El tabú del enfrentamiento
La escritora Elsa Drucaroff concibió a mediados de los 90 el concepto de “tabú del enfrentamiento” para la literatura argentina de aquella década. Sintetizándolo: en la memoria social post dictadura, toda confrontación (de ideas, de cuerpos) es un “enfrentamiento” y, como todo enfrentamiento contiguo al terror, remite a un enfrentamiento armado y conduce a la muerte. Pensar es confrontar. Manifestarse. Combatir. Es decir: ser aniquilado. El terror impuso, pues, un freno a la consciencia activa: pensar, discutir, debatir, enfrentarse, equivale a morir.
La literatura, el teatro, el cine de aquellos años le temen al enfrentamiento. No pueden hablar, no pueden, por ejemplo, ni siquiera mencionar la lucha armada. No pueden tampoco oponerse; se autocensuran o se condenan de antemano; como la posición final de la cámara en la película La noche de los lápices, quedan atrapadas tras las rejas desde donde mira, desesperanzadamente, el fin de la historia.
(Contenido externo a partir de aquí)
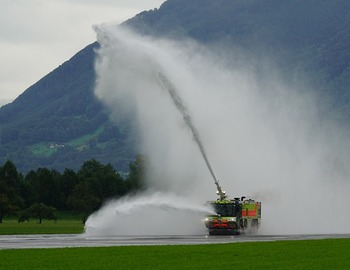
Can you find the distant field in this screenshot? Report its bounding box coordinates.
[28,127,103,157]
[0,239,350,270]
[0,214,84,235]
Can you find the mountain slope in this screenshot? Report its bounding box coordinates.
[0,0,350,172]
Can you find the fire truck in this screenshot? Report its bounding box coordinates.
[204,188,261,235]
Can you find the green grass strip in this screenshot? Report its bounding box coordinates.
[0,239,350,270]
[0,219,84,235]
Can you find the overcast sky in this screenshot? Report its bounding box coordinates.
[0,0,165,105]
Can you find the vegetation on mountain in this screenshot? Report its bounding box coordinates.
[0,156,146,223]
[0,0,350,172]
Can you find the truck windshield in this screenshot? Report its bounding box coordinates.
[213,203,236,217]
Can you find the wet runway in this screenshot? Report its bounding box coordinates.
[0,234,350,249]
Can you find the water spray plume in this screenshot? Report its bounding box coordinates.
[88,25,350,234]
[158,72,226,200]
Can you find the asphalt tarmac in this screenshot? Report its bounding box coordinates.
[0,234,350,250]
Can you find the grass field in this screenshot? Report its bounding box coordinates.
[0,239,350,270]
[0,213,84,235]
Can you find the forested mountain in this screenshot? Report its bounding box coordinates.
[0,0,350,172]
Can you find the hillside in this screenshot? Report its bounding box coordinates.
[0,0,350,172]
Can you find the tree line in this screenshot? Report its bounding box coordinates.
[0,156,145,223]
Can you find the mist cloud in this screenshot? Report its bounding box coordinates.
[91,25,350,234]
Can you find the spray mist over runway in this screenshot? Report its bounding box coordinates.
[85,192,214,236]
[86,25,350,234]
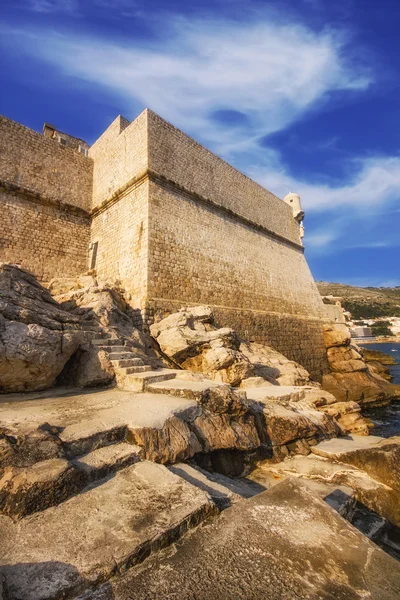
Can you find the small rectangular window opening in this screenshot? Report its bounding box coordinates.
[90,242,99,271]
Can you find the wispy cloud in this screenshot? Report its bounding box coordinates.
[3,8,400,248]
[27,0,79,14]
[3,14,371,152]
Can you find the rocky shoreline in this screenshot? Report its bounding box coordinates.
[0,265,400,600]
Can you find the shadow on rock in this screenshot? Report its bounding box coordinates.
[0,561,114,600]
Tenía que aparecer una nueva generación que no cargara con el fardo psicobolche del gesto vacío, de la copia desgastada de sus compañeros mayores, desaparecidos. Tenía que iniciarse, a mediados de los noventa en secreto (y como una eclosión colectiva tras el 2001) una literatura que hablara de ese tabú parándose en otro lado, señalando el silencio o simplemente nombrando lo innombrable, sin culpa ni vergüenza: señores padres biográficos y putativos, los derrotados fueron ustedes. Nosotros hablamos desde otro lugar, de otra cosa.
Ese modo de hablar, ese modo de deshacerse del mandato de permanecer, encuentra su contracara biográfica a fines de los 2000 en esta excelente puesta en cuerpo de lo biográfico: los hijos, ya independientes, ya padres, ya autónomos, pueden teatralizar, exhibiendo la ficción (no trasvistiéndose de militante en un pasillo de Letras a fines de los ochenta), a sus padres guerrilleros, apropiadores, curas, exhiliados, desaparecidos.
Postales Post 2001
Las imágenes son inteligentes. Sensibles. Graciosas. Destellan.
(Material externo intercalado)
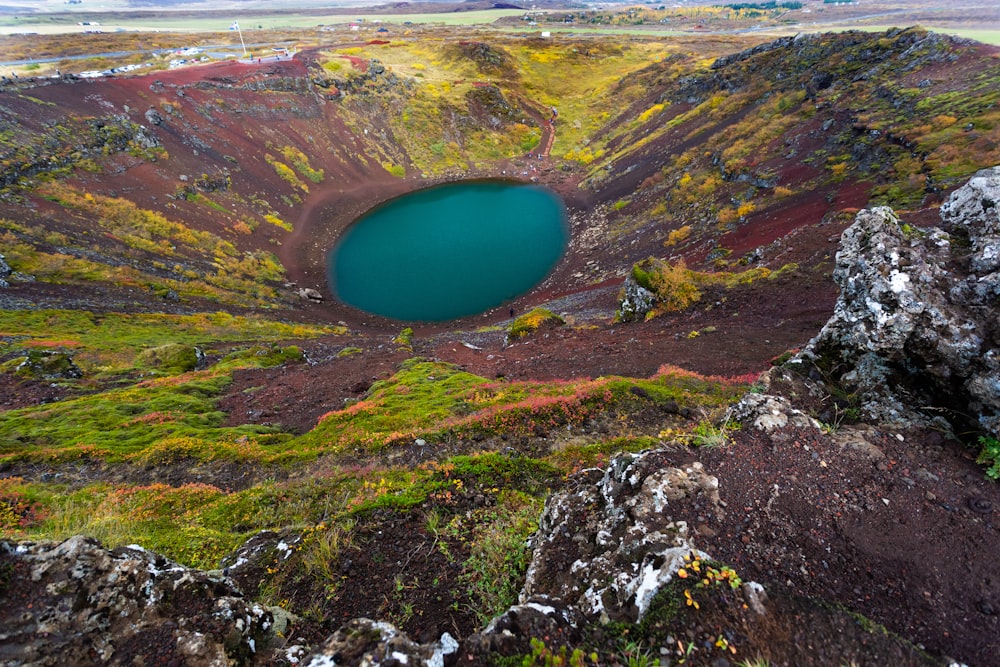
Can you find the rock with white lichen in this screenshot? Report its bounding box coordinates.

El uso de la autobiografía convierte el recital en ceremonia, el relato en testimonio e interrogante. El viejo biodrama se mira a sí mismo y dice: “de esto nos faltaba hablar”. Y expone, retroproyecta, retroalimenta, sus tesoros, objetos reales, niño.
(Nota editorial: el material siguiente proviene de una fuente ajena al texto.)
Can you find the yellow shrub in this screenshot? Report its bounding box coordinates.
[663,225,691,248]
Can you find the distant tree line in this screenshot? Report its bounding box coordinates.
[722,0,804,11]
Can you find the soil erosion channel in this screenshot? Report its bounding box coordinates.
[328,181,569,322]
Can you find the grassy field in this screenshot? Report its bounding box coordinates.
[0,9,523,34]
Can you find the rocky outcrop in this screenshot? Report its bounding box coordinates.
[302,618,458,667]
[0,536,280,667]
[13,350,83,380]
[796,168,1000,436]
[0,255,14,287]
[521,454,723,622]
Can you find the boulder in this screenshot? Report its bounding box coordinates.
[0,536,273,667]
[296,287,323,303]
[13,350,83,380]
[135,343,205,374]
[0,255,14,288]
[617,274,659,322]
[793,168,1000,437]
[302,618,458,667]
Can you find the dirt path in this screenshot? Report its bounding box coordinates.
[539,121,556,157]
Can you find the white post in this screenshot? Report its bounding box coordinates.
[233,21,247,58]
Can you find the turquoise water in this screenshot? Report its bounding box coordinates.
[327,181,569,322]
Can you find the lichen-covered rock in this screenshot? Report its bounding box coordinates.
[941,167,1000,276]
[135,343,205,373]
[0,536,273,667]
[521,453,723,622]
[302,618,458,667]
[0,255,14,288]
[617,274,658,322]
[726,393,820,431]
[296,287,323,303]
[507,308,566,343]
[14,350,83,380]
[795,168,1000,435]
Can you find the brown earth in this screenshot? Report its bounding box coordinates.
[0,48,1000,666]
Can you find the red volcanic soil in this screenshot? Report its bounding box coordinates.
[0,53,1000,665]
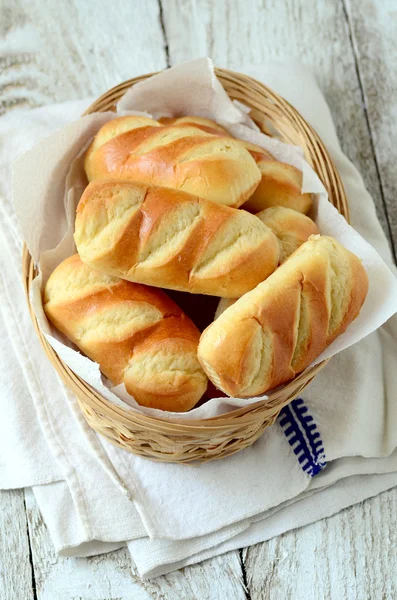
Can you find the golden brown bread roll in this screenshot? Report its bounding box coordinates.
[75,181,279,297]
[238,142,312,214]
[255,206,320,264]
[160,117,312,214]
[44,254,207,412]
[159,117,227,137]
[215,206,320,319]
[85,116,261,207]
[198,236,368,398]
No tiene progresión. No tiene “curva”. No obstante, tiene intensidades: desde la batería desaforada que convoca en modo “furia” la energía de las generaciones a la ternura del relato de los sueños. Un malambo for export, para Alemania, es también el cuerpo argentino de un descendiente de los Lugones. Es una marcha peronista. Es la tortuga, gran personaje, que predice que no habrá revolución en Argentina; es el tiempo que engulle la vida y conquista seis pies de tierra americana…
Cuando muera
Cuando muera será así (como a mí se me ocurra, como yo quiera). Veré así. Seré esto. Puedo decirlo. Porque soy. Imagino lo que ustedes fueron, dice esta generación. Lo recreo en mi mente; no finjo serlo.
Elsa Drucaroff fue a ver la obra conmigo. Dijo que esas vidas estaban marcadas, casi atrapadas por las épicas tragedias de la historia. No me parece. Las generaciones de los ochenta y principios de los noventa, las generaciones pre-Memoria Falsa, no podían actuar (en el sentido actoral), no podían ficcionar, no podían re-presentar. Sólo disfrazarse (trasvestirse, decía por esos años Drucaroff) y esperar. Las nuevas dicen, bailan, doblan, cantan, representan.
Luego salen del teatro y viven.
Nosotros también.
La cámara presa del lado de adentro de la noche de los lápices ha sido abandonada.
………
PD. Laura G, ¿qué es el “salto cuántico”?